The leap from at least €20 billion to more than €100 billion is made in a few lines at the end of the presentation of estimated findings.
The report noted that data doesn’t exist for all relevant industries. Cases from the financial industry must be added, it reasoned, and the industry’s own estimates are probably too low. And so the study concludes: “For this reason, the overall annual volume of money laundering in Germany certainly lies significantly above €50 billion and probably more than €100 billion.”
Mr. Schneider, the shadow economy expert from Linz University, considers this sort of escalation of sums, with no scientific substantiation, to be implausible — especially when the much higher sum is then given special emphasis.
“I’m quite astounded at the manner in which this data is presented,” he said.
Mr. Bussmann replied that the established figure of €20 billion to €30 billion is actually a drastic underestimate. He cited strong indications that in the real estate sector, for instance, money laundering occurs to a wide extent.
So where did that €100 billion really come from? That amount is on a par with findings of a 2013 study backed by the European Commission, the authors said.
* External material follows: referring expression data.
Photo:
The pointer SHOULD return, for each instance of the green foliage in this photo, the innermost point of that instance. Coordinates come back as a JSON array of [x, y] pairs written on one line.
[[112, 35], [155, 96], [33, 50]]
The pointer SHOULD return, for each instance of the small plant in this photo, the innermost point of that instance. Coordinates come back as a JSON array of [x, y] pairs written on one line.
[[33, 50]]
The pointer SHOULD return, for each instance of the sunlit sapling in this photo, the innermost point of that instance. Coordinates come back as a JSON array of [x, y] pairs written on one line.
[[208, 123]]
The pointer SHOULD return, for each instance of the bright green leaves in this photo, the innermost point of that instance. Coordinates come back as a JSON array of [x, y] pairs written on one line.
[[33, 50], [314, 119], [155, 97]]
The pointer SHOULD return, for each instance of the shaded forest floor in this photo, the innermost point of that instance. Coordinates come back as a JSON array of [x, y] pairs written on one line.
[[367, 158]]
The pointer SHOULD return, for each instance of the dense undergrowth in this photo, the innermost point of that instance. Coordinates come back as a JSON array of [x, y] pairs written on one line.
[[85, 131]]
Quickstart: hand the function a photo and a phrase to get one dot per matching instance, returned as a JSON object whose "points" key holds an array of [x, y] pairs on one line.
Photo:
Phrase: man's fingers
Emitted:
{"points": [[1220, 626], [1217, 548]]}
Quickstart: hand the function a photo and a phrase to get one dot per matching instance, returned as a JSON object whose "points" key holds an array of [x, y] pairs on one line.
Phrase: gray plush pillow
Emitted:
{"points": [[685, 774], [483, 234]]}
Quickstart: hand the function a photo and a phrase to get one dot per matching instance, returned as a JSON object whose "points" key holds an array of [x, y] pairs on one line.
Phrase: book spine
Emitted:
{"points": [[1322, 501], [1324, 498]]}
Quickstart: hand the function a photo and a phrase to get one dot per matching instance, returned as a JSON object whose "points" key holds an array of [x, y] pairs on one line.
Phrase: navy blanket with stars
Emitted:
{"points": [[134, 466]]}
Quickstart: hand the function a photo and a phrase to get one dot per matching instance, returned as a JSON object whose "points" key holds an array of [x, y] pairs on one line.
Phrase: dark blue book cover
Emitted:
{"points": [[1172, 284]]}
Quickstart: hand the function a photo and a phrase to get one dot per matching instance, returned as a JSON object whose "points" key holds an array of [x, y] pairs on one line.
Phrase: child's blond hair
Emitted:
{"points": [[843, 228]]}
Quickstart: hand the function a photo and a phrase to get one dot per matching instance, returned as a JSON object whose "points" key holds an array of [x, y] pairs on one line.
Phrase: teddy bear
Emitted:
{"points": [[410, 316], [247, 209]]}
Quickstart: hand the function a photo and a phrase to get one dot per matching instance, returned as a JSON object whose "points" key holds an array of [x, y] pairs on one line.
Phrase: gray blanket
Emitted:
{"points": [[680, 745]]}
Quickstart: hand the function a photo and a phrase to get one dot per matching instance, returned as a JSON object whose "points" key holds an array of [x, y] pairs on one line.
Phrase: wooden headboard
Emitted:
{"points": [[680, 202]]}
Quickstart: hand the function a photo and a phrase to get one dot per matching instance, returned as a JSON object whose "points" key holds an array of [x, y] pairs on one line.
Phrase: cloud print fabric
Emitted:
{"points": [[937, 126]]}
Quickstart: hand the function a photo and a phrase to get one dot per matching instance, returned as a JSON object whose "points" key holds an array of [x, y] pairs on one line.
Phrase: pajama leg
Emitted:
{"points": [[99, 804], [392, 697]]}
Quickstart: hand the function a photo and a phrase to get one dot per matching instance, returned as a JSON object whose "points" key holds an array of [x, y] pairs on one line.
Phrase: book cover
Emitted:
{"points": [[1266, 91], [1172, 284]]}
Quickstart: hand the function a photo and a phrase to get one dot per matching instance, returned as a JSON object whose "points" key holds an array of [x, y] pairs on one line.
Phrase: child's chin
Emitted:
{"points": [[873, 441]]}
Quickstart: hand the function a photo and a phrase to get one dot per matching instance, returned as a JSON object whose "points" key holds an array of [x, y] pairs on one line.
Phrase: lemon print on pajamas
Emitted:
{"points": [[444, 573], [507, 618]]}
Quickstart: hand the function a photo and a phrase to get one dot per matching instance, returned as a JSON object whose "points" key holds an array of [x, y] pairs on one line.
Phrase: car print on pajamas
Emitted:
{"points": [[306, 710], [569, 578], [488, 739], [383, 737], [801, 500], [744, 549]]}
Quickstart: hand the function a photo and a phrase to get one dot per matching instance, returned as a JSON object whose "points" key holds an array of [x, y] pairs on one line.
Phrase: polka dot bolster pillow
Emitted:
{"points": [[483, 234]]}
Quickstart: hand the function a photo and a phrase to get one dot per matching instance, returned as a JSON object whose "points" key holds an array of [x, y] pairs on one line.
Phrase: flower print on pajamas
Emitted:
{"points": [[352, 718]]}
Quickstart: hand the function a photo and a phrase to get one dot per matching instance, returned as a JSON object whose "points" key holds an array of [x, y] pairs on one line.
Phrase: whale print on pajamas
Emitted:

The trouble is that this study, too, doesn’t really estimate actual money laundering in Germany.
That E.U.-commissioned study was made for a project called “The Economic and Legal Effectiveness of Anti-Money Laundering and Combating Terrorist Financing Policy,” or Project ECOLEF for short. It was headed by the Austrian professor of finance at Utrecht University, Brigitte Unger, and released in 2013.
The ECOLEF study actually includes a volume of €109 billion for Germany. But this is not the estimated volume of money laundering, as Mr. Bussmann claimed, but the “threat of money laundering.” In response to an inquiry, Mr. Bussmann conceded that point.
The ECOLEF authors came up with this figure for potential money laundering by going well beyond Germany’s borders. To the money illegally earned in Germany, they added the money illegally earned in all countries with a common border to Germany. Then they went even further, estimating that a percentage of money illegally earned worldwide could be traced back to Germany.
That again is a giant leap, according to Mr. Schneider, the shadow economy expert. “The figure can’t be interpreted as the volume of money laundering, and the authors specifically issue this caveat,” he said.
Statistics expert Mr. Kramer considered it likely that the sample for Mr. Bussmann’s study doesn’t correspond to reality. Regarding the €100 billion figure, he said: “This volume is an extrapolation based on a probably distorted control sample and burdened by a huge uncertainty factor.”
So where might the real number be for Germany? It’s hard to say, but Mr. Schneider estimates the actual volume of illegal money in Germany at between €10 billion and €15 billion.
“Since so little data is available, I can’t exclude the possibility that there is somewhat more,” he said, but added that €100 billion would be far too high.
Moreover, he cautioned against the belief that cash is the fundamental instrument for money laundering. Professional gangs work much more with falsified invoices and freight papers – to create imaginary ship cargo for example. That makes it possible to channel large cashless sums into legal circulation with scant risk of discovery, he said.
“People watch too many criminal investigation shows on TV,” he said.